There’s no proof that fitness boxing is superior to any other types of exercise, but it does have many health benefits. One is strength. “You’re swinging your arms, moving the muscles of your arms and shoulders, increasing your upper-body strength. And when you’re in the boxer crouch with a wide stance, with your knees slightly bent, you’re strengthening your core muscles, back, and legs,” says Arslanian. Stronger muscles make it easier to get up out of a chair or carry a bag of groceries.
Fitness boxing is also a great aerobic exercise. Aerobic exercise gets your heart pumping and helps lower the risk of high blood pressure, heart disease, stroke, and diabetes. It can strengthen bones and muscles, burn more calories, and lift mood. Aerobics can also boost your endurance, which helps you climb a flight of stairs or walk farther.
Plus, aerobic exercise is associated with improvement in certain brain functions.

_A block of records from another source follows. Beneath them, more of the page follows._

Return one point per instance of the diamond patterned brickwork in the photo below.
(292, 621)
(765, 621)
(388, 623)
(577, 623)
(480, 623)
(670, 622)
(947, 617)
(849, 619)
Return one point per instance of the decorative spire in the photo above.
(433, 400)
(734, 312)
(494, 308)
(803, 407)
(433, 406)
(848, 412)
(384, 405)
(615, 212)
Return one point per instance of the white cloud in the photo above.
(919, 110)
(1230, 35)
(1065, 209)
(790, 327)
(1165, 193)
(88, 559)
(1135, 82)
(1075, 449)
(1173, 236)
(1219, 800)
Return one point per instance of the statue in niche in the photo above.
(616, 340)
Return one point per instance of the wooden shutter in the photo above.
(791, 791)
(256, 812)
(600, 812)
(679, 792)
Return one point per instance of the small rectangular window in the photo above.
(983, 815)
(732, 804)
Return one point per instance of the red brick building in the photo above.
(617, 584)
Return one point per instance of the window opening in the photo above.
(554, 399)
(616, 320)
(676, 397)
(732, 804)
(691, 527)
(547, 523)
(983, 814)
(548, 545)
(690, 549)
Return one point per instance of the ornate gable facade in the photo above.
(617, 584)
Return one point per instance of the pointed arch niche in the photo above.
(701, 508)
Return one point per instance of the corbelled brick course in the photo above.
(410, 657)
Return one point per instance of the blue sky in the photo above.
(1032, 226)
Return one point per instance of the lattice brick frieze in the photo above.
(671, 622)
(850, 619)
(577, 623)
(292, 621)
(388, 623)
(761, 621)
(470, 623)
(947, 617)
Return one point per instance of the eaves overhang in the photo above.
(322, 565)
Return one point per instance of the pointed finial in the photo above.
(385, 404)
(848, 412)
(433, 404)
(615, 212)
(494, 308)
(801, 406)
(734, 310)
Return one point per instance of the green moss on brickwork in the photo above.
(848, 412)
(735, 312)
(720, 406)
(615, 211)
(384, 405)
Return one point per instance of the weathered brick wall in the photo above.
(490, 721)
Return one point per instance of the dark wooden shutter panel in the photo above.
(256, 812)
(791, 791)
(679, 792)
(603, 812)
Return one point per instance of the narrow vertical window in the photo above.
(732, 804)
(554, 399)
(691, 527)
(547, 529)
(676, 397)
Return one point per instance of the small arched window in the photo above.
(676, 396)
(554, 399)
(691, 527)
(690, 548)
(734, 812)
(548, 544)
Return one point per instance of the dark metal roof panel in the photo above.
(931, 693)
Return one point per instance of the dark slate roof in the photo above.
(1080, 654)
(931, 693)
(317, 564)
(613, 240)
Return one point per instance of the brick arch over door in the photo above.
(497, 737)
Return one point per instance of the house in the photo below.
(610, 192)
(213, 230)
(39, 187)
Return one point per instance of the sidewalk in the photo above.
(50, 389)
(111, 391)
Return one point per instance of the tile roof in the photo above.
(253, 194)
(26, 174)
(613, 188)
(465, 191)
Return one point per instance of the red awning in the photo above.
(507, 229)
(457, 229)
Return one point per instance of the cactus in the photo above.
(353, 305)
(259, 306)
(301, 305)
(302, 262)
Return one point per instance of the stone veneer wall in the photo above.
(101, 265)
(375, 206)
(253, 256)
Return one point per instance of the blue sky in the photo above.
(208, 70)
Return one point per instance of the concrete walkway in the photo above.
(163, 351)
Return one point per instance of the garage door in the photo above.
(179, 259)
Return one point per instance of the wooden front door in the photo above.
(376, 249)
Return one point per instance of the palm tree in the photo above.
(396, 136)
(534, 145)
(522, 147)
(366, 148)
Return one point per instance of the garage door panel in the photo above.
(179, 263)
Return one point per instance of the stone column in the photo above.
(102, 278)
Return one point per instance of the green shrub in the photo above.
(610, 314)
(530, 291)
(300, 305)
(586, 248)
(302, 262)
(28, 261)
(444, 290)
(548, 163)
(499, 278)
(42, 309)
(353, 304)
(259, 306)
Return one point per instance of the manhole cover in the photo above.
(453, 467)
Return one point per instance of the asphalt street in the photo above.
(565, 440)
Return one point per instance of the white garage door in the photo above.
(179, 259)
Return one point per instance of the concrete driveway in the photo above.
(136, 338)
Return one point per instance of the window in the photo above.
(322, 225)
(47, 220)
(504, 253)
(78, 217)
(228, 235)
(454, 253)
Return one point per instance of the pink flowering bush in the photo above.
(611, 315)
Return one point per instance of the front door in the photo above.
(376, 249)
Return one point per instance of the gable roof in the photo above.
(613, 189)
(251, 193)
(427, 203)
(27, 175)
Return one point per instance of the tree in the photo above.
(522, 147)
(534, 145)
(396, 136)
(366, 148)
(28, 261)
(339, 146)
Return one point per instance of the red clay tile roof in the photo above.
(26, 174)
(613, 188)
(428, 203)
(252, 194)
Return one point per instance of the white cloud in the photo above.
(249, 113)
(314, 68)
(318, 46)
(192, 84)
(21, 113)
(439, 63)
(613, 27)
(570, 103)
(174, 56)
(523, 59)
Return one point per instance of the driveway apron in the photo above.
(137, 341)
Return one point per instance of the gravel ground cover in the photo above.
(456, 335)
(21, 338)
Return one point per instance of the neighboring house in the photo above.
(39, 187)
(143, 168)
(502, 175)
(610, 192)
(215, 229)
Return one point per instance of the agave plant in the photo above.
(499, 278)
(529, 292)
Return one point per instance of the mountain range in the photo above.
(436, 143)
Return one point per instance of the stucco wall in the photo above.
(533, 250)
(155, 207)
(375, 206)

Arslanian says boxing in particular is well known for improving eye-hand coordination, especially if you’re sparring on a bag, hitting padded targets, or just “shadow” boxing. “There are studies that show trying to hit a target with your hands improves eye-hand coordination and possibly makes you feel more alert and attentive,” she explains. Better eye-hand coordination may also translate into an easier time picking up a pill or a pen.

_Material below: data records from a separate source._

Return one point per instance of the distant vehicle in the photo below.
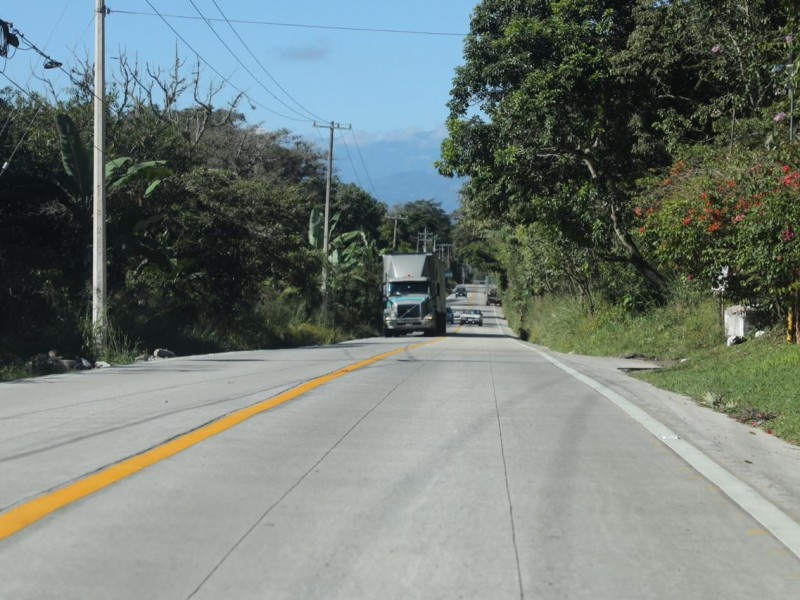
(471, 316)
(414, 294)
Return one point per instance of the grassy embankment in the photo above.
(274, 325)
(754, 382)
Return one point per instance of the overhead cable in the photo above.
(232, 53)
(220, 75)
(263, 68)
(301, 25)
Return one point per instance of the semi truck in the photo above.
(414, 294)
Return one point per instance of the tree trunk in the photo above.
(644, 268)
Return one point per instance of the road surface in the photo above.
(469, 466)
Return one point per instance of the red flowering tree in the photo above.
(741, 219)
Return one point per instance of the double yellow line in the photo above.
(26, 514)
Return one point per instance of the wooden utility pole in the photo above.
(326, 228)
(99, 289)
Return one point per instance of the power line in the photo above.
(258, 62)
(232, 53)
(350, 158)
(301, 25)
(364, 164)
(210, 66)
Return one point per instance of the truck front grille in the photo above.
(408, 311)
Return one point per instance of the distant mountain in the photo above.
(397, 167)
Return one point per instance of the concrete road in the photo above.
(471, 466)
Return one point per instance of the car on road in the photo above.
(471, 316)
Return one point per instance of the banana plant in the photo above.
(77, 162)
(121, 175)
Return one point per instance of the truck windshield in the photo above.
(405, 288)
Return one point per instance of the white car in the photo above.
(471, 316)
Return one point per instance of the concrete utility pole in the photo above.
(424, 235)
(326, 229)
(99, 290)
(394, 237)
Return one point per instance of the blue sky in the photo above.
(383, 67)
(336, 59)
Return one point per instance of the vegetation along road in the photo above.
(473, 465)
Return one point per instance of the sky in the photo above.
(383, 67)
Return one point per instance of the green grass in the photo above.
(754, 382)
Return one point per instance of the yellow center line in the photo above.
(26, 514)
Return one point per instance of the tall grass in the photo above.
(754, 382)
(689, 322)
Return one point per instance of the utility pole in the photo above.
(325, 241)
(396, 218)
(424, 237)
(99, 289)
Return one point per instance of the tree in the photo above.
(556, 132)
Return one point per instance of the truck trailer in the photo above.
(414, 294)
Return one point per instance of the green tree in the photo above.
(543, 125)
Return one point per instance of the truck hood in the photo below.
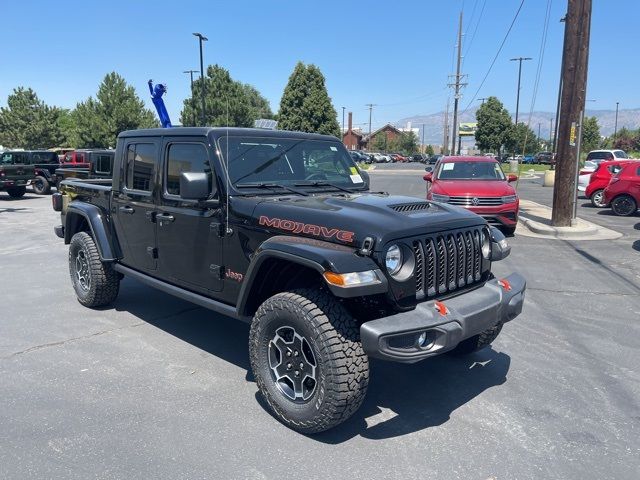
(474, 188)
(349, 219)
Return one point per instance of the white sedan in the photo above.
(584, 175)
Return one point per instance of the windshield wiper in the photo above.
(322, 184)
(271, 185)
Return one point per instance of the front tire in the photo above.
(624, 205)
(41, 186)
(307, 360)
(597, 199)
(16, 192)
(96, 283)
(478, 342)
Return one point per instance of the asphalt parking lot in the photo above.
(155, 387)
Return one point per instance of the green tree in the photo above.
(227, 101)
(27, 122)
(494, 123)
(520, 138)
(590, 134)
(305, 105)
(97, 122)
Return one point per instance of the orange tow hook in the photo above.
(441, 308)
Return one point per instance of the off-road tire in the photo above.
(41, 185)
(342, 370)
(477, 342)
(597, 199)
(16, 192)
(104, 282)
(624, 205)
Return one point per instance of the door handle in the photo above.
(164, 217)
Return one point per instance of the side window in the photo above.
(185, 157)
(103, 163)
(140, 160)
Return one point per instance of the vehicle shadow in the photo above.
(401, 398)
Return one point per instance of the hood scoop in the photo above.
(409, 208)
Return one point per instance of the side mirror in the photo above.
(500, 248)
(194, 186)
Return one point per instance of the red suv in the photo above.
(623, 193)
(600, 179)
(478, 184)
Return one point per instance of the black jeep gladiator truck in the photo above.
(279, 229)
(15, 173)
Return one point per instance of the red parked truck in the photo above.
(479, 185)
(623, 193)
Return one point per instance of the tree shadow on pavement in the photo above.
(401, 398)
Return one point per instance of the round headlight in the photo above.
(486, 245)
(393, 260)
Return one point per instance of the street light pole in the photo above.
(519, 60)
(202, 38)
(193, 110)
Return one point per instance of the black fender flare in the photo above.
(100, 226)
(317, 255)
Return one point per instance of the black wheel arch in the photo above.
(93, 219)
(285, 262)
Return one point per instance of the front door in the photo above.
(189, 242)
(133, 206)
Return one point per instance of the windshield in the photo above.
(470, 171)
(288, 161)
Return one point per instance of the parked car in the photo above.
(478, 184)
(599, 180)
(602, 155)
(544, 158)
(623, 191)
(15, 173)
(327, 273)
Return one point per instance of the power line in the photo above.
(504, 40)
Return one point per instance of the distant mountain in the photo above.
(433, 123)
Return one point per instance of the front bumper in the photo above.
(395, 337)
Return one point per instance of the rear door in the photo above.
(133, 206)
(189, 242)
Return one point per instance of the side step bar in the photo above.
(187, 295)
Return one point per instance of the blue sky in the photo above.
(394, 54)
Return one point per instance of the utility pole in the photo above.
(574, 83)
(201, 39)
(370, 105)
(457, 84)
(193, 110)
(519, 60)
(445, 143)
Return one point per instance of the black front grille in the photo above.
(448, 261)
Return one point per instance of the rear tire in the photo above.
(16, 192)
(333, 367)
(96, 283)
(41, 186)
(478, 342)
(624, 205)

And one last benefit of fitness boxing, if you are able to stand while doing it: better balance. “You’re changing your position and challenging your balance. The more you do that, the better your balance reaction becomes,” says Arslanian. “If you encounter a crack in the sidewalk, you may be more successful protecting yourself, because your strength and reaction time may have improved.”
What you should do
Fitness boxing is not for everyone. “I’d say you’d have to be very careful if you have osteoporosis or osteoarthritis of the hands. In that case, you should consider shadow boxing only, and make sure your hands don’t make contact with a tar-get,” says Arslanian. Also, with any activity that is potentially aerobic, you should check with your physician before starting.
If you’re interested in trying this exercise to change up your routine, you’ll likely find classes at health clubs, community centers, or your local YMCA. And if you do start a class, remember to take it slowly.
“You’ll want to start at a comfortable level of intensity and gradually increase, and stick with it,” says Arslanian, “It’s not about high intensity. It’s about consistency.”